Mohammed-Ibn-Kâbour, qui prit alors le commandement de Tripoli, fut assassiné par Saîd - Ibn - Taher - el-Mezoughi. La ville passa ensuite sous l'autorité de Said - Ibn - Taher et d'Abou-'l-Berékat-Ibn -Abi-'d-Donia, qui gouvernèrent conjointement. Celui-ci mourut de mort naturelle et laissa Saîd en possession de tout le pouvoir. Après une administration de douze ans, Said mourut et fut remplacé par Thabet-Ibn-Ammar, membre d'une tribu hoouarite, les Zekoudja. Au bout de six mois Thabet fut tué par Ahmed, fils de Saîd-Ibn-Taher, qui prit aussitôt le commandement; mais, un matin, au moment où il entrait dans le cabinet d'ablution afin de se purifier pour la prière, il fut assassiné par quelques individus appartenant à la tribu de sa victime. Alors, vers l'an 727 (1326-7), les habitants prirent pour gouverneur Mohammed, fils de leur ancien cheikh, Thabet-Ibn-Ammar.

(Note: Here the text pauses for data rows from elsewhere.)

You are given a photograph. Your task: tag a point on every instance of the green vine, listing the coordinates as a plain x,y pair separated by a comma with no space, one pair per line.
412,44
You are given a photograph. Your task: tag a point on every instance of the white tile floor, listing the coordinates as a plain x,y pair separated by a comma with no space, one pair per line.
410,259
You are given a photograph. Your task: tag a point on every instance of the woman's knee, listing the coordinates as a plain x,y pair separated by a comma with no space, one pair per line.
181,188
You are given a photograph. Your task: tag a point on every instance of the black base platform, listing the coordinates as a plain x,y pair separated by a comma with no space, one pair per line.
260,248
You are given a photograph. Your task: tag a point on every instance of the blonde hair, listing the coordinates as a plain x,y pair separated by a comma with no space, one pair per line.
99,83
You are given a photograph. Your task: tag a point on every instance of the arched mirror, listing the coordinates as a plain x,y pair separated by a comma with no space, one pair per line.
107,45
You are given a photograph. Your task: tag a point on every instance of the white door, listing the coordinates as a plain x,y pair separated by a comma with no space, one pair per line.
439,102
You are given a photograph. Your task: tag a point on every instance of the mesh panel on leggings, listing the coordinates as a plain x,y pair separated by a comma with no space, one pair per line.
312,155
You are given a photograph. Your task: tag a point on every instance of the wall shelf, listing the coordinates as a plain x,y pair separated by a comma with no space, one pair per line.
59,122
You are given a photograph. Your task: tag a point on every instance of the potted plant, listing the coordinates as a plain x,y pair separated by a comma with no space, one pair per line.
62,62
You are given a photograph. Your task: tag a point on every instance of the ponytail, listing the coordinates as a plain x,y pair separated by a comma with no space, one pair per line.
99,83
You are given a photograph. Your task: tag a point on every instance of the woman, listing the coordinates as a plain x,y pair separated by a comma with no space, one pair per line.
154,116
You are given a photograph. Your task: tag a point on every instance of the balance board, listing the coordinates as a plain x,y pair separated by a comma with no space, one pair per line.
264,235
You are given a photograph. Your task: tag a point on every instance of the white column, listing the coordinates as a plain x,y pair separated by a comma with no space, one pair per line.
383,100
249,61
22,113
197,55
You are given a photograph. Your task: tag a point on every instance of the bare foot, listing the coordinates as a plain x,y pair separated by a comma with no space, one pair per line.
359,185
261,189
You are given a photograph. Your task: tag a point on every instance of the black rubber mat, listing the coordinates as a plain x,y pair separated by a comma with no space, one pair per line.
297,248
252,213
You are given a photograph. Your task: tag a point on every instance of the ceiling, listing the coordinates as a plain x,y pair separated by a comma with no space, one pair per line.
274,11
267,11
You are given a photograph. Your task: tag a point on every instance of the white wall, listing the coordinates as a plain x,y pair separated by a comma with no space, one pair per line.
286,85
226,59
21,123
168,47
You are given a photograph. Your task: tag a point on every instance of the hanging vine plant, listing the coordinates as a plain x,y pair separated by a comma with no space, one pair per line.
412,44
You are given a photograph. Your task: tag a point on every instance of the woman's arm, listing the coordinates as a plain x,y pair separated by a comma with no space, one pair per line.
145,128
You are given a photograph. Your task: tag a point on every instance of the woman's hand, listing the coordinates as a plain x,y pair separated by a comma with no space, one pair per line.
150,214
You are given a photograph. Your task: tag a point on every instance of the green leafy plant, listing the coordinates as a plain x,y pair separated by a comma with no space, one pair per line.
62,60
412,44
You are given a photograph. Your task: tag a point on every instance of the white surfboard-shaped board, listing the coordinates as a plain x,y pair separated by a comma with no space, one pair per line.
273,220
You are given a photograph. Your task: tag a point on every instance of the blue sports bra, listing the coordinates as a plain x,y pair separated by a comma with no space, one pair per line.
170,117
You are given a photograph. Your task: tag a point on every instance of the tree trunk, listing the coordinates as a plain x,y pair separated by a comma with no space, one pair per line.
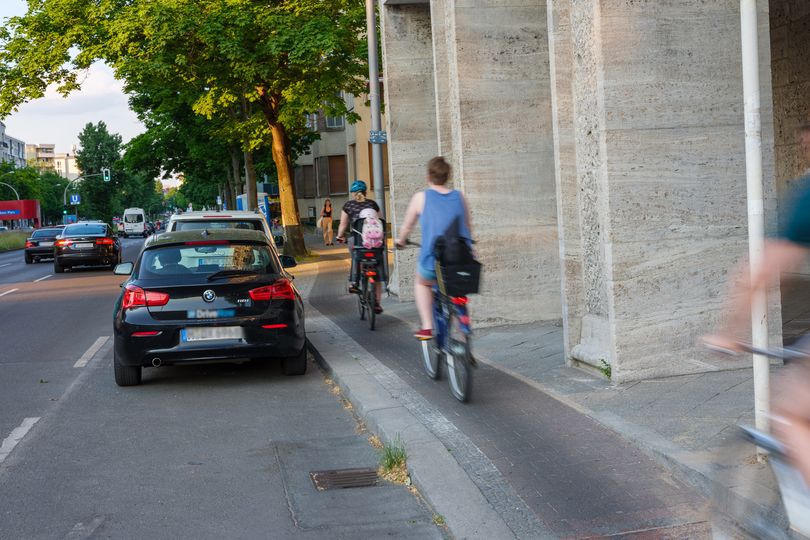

Pendant l'espace de vingt ans, Mohammed-Ibn-Thabet exerça une autorité absolue à Tripoli, et l'influence de l'empire hafside ne s'y fit plus sentir. Pour dissimuler toute la grandeur de son pouvoir, il s'adonnait au commerce et s'habillait comme un simple négociant; il allait à pied dans les rues, il rapportait luimême à la maison les provisions et autres objets dont il avait besoin, et, pour mieux cacher son ambition, il traita les gens du peuple avec beaucoup de familiarité et de condescendance. Ayant obtenu du sultan de Tunis un agent pour administrer la ville, il laissa ce fonctionnaire exercer, en apparence, le droit de commander, de changer et de réformer.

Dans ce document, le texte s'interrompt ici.